As of the census of 2000, there were 1,603 people, 656 households, and 444 families residing in the CDP. The population density was 830.7 people per square mile (320.7/km^{2}). There were 841 housing units at an average density of 435.8/sq mi (168.2/km^{2}). The racial makeup of the CDP was 98.32% White, 0.12% Native American, 0.12% Asian, 0.06% Pacific Islander, 0.50% from other races, and 0.87% from two or more races. Hispanic or Latino of any race were 2.12% of the population.

There were 656 households, out of which 31.3% had children under the age of 18 living with them, 57.5% were married couples living together, 7.6% had a female householder with no husband present, and 32.3% were non-families. 25.5% of all households were made up of individuals, and 8.1% had someone living alone who was 65 years of age or older. The average household size was 2.44 and the average family size was 2.95.

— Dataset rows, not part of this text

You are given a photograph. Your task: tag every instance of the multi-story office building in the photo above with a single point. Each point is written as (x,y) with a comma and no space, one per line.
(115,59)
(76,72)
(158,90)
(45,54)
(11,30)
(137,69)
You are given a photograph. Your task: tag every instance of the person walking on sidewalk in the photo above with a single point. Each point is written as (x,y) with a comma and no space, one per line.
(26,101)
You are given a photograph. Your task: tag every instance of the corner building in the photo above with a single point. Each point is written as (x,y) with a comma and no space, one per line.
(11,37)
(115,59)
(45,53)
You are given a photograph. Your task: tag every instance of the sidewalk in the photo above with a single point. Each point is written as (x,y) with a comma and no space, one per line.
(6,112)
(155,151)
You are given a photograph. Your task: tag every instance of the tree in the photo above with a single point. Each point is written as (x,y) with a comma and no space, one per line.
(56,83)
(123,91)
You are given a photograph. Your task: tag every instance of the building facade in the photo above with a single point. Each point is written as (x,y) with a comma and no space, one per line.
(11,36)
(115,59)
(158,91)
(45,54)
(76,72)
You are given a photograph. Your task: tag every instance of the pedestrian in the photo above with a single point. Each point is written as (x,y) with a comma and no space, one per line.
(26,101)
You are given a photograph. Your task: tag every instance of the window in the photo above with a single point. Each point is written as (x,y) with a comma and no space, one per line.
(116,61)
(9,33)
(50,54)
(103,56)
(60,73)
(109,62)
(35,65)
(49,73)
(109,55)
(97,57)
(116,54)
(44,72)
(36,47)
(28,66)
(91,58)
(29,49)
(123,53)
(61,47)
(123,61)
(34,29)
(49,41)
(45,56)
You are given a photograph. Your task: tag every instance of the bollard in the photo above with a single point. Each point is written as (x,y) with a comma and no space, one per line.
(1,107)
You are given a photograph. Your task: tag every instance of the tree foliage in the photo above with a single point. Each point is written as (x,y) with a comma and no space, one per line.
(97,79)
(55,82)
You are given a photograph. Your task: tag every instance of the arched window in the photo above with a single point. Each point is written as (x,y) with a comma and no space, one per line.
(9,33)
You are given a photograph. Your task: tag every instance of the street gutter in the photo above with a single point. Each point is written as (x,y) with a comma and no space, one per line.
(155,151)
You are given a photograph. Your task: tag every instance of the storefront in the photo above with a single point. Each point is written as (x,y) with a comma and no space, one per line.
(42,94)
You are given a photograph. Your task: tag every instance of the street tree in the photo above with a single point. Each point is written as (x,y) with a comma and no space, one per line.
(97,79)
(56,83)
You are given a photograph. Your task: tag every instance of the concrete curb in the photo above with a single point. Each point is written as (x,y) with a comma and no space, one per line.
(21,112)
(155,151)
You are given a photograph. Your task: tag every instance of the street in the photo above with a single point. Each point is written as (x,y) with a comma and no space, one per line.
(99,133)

In the CDP, the population was spread out, with 25.0% under the age of 18, 4.7% from 18 to 24, 30.7% from 25 to 44, 26.3% from 45 to 64, and 13.3% who were 65 years of age or older. The median age was 40 years. For every 100 females, there were 94.5 males. For every 100 females age 18 and over, there were 99.3 males.

The median income for a household in the CDP was $51,420, and the median income for a family was $64,327. Males had a median income of $40,521 versus $27,500 for females. The per capita income for the CDP was $25,692. About 4.5% of families and 6.6% of the population were below the poverty line, including 3.7% of those under age 18 and 1.5% of those age 65 or over.

Historical population
| Census | Pop. | Note | %± |
| 2000 | 1,603 |  | — |
| 2010 | 1,779 |  | 11.0% |
| 2020 | 1,911 |  | 7.4% |
U.S. Decennial Census

==Lake==
The census-designated place of Lake Ripley has a Lake Ripley. The lake produced Wisconsin's largest largemouth bass. Caught on October 12, 1940, it weighed 11 pounds, 3 ounces. Lake Ripley is also the place where Ole Evinrude first used his newly invented outboard motor.